For almost 200 years, the castrati were the musical superstars of Europe. Royal courts from London to Vienna had one. They made men weep and women swoon, brought princes to their knees and were the angels in the Sistine Chapel choir, where "castration for the glory of God" was authorized by Pope Clement VIII.
But tastes change, as do consciences.
By the 19th century, Romanticism had replaced the Baroque, and castration was abhorred. The last known castrato, Alessandro Moreschi, retired from the papal choir in 1913, leaving behind several scratchy old recordings too technically primitive to convey the sound of his voice. (Listen to Moreschi perform 'Ave verum,' 'Hostias et preces' and 'Preghiera.') Neither can Bartoli's magnificent singing in "Sacrificium" duplicate the lost music of the castrati.
But maybe I could imagine it in Naples underneath the frescoed ceiling of the San Carlo, Italy's oldest functioning opera house; at the Charterhouse of San Martino, decorated by the most illustrious Neapolitan Baroque artists; and in the manic, noisy, voluptuous streets of a city that never does anything by half measure. If it's true that certain places have a genius loci — a presiding spirit — then that of Naples is the Baroque.
I got here with spring in early April. When I told a taxi driver I was going to the San Carlo, he assumed I was a singer. I crooned a few bars of "O Sole Mio," and we had a good laugh. Naples is like that. If its bad reputation doesn't scare you to death, it makes you thrilled to be alive.

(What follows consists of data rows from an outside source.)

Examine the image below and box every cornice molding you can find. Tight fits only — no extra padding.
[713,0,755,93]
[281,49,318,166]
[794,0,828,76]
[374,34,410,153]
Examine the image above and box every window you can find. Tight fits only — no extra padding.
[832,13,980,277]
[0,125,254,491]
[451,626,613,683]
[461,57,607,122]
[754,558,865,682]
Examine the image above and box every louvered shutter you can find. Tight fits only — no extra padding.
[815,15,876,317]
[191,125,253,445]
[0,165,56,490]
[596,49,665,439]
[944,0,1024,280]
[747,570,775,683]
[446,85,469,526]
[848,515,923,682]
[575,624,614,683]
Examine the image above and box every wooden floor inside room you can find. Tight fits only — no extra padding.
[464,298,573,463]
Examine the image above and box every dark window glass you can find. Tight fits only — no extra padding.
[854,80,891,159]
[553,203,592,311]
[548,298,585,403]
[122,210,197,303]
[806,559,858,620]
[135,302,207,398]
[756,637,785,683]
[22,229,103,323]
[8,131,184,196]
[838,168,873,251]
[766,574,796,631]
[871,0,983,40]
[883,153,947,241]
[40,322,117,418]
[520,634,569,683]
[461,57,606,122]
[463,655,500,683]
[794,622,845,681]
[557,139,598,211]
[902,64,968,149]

I checked into the Art Resort, a small hotel under the eaves at the towering Galleria Umberto I, reached by a coin-operated elevator. The resort's shopping gallery is late 19th century, not Baroque, but never mind. It is in the very heart of Naples, near the Piazza del Plebiscito, Palazzo Reale, Castel Nuovo and San Carlo.

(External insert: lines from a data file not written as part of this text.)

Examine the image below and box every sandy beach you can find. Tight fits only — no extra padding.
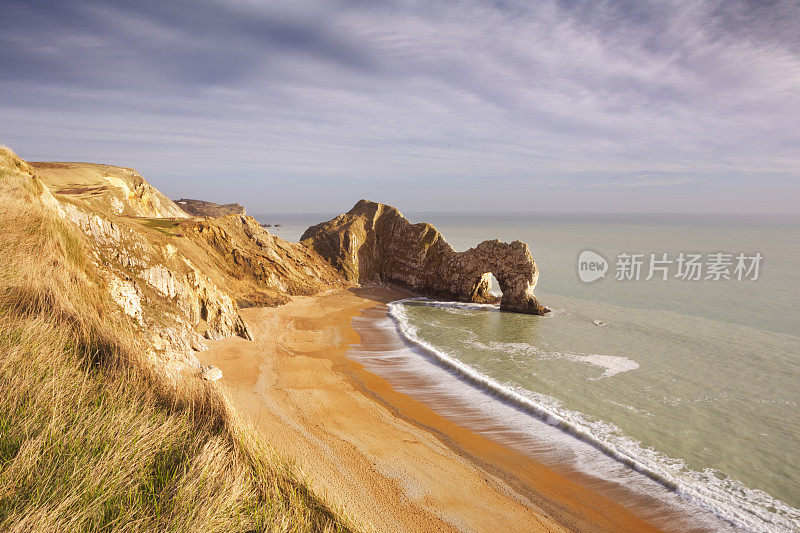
[202,287,665,532]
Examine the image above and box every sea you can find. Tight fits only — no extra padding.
[259,211,800,532]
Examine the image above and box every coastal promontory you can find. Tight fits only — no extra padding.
[174,198,246,218]
[301,200,549,315]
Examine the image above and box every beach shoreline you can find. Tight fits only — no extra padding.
[201,286,668,532]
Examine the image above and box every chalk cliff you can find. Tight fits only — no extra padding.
[31,162,190,219]
[178,214,347,307]
[4,148,346,377]
[301,200,549,315]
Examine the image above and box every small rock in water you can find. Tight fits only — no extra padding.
[202,366,223,381]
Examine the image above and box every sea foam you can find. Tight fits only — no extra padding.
[463,339,639,379]
[386,298,800,533]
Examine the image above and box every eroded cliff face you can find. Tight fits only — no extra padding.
[301,200,549,315]
[2,147,346,377]
[31,162,190,219]
[51,198,254,376]
[177,214,348,307]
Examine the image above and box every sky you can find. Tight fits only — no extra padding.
[1,0,799,215]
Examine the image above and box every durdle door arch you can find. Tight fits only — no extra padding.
[302,200,550,315]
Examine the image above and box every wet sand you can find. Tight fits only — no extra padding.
[202,286,666,532]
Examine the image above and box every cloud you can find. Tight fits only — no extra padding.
[0,0,798,213]
[587,175,701,189]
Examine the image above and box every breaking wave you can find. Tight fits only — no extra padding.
[387,298,800,533]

Everything in this part of town seems to speak of Neapolitan kings. Most of them were foreigners who gained the throne of the Kingdom of the Two Sicilies (encompassing southern Italy and the island of Sicily) by conquest, treaty or war and then had to face the even greater challenge of ruling rambunctious Naples. Nevertheless, the city developed a fondness for its kings, voting 10 to 1 in favor of retaining the monarchy during the popular referendum of 1946 when the rest of Italy chose to become a republic.

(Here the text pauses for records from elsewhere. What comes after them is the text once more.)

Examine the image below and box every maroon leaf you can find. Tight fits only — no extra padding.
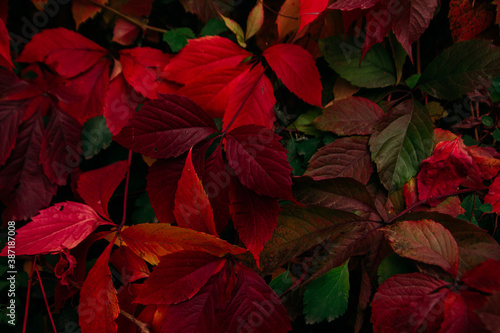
[328,0,379,10]
[40,106,83,185]
[0,100,26,166]
[305,136,373,185]
[485,175,500,214]
[229,177,280,265]
[461,259,500,294]
[476,291,500,333]
[114,94,218,159]
[77,160,129,221]
[0,18,13,70]
[313,97,384,135]
[0,202,111,256]
[225,124,293,200]
[135,251,225,305]
[109,246,150,285]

The wide, sloping Piazza del Plebiscito is decorated with equestrian statues of two great 18th century kings descended from a tangled web of Spanish, French and Italian royal families: Carlo di Borbone (Charles III of Spain), who built the San Carlo in 1737 with a secret passageway linking the royal box to his apartments in the adjacent palazzo; and his son Ferdinando, who went a little native in the city by the bay, playing fishmonger on the waterfront and throwing hot pasta on the heads of people in the pit beneath his box at the San Carlo.